Só o Ouvidor Miguel de Arriaga, em ofício de 8 de Março de 1823, para informar sobre alguns indivíduos, escrevia:
“Domingos José Gomes, português, europeu, cirurgião que era do Partido da Cidade e que para obter foi necessário demitir o que então servia. Homem solteiro, a quem se permitiu deixar o Partido para melhor fazer o seu comércio no tráfico do anfião, onde foi admitido como qualquer dos outros Moradores aqui estabelecidos. Foi tão abonado na Real Presença pelo abaixo-assinado que, em 20 de Julho de 1814, mereceu ser condecorado como Hábito da Ordem de Cristo. O seu génio desconfiado, pouco quieto ou grato, não é a um só conhecido …” (2)

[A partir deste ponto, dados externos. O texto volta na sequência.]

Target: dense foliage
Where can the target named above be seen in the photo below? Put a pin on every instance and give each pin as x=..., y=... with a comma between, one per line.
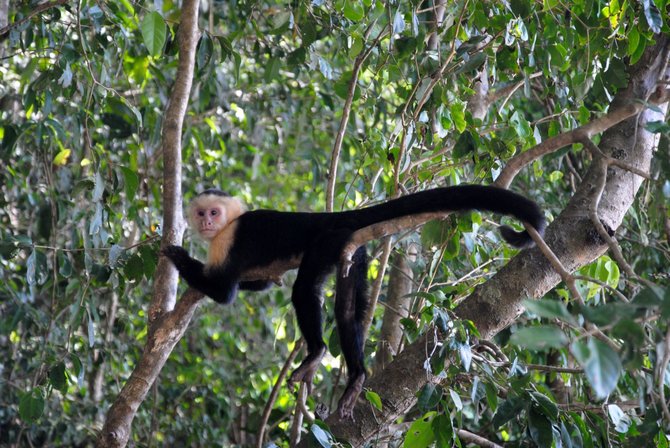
x=84, y=86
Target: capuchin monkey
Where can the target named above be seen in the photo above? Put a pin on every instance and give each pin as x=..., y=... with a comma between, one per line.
x=242, y=242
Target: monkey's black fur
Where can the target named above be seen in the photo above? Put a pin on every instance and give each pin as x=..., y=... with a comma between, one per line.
x=262, y=237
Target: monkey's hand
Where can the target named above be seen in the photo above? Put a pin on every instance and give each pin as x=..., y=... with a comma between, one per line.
x=178, y=256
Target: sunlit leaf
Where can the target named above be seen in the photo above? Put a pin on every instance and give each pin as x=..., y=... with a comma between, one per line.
x=154, y=33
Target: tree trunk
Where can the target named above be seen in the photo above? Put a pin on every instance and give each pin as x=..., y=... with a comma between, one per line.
x=572, y=236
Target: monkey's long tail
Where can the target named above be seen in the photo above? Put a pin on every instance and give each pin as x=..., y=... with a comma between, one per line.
x=457, y=198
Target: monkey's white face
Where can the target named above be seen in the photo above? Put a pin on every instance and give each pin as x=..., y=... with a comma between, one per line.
x=210, y=221
x=210, y=214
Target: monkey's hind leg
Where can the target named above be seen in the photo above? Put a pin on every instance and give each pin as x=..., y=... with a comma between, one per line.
x=351, y=303
x=306, y=298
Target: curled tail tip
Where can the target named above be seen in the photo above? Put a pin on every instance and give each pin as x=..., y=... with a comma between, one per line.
x=520, y=240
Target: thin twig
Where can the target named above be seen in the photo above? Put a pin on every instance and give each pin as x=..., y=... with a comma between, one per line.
x=275, y=392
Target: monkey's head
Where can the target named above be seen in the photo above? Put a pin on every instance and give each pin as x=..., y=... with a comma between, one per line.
x=211, y=211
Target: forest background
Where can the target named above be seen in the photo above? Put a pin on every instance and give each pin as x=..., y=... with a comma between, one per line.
x=111, y=110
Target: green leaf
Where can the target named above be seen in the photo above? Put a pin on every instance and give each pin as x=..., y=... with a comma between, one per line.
x=37, y=270
x=322, y=437
x=653, y=16
x=465, y=145
x=420, y=433
x=374, y=399
x=58, y=378
x=31, y=405
x=354, y=10
x=545, y=405
x=131, y=181
x=508, y=410
x=540, y=429
x=429, y=396
x=61, y=157
x=443, y=430
x=550, y=309
x=134, y=268
x=539, y=338
x=154, y=32
x=601, y=364
x=457, y=111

Domingos José Gomes, refugiou-se em Cantão, em 23 de Novembro de 1823, após a queda do Governo Constitucional (a Constituição foi jurada no Leal Senado em 1822) juntamente com os liberais Fr. António de S. Gonçalo Amarante, o editor de “A Abelha da China” (órgão do partido constitucional) e João Nepomuceno Maher.
(2) SOARES, José Caetano – Macau e A Assistência, 1950, pp. 109.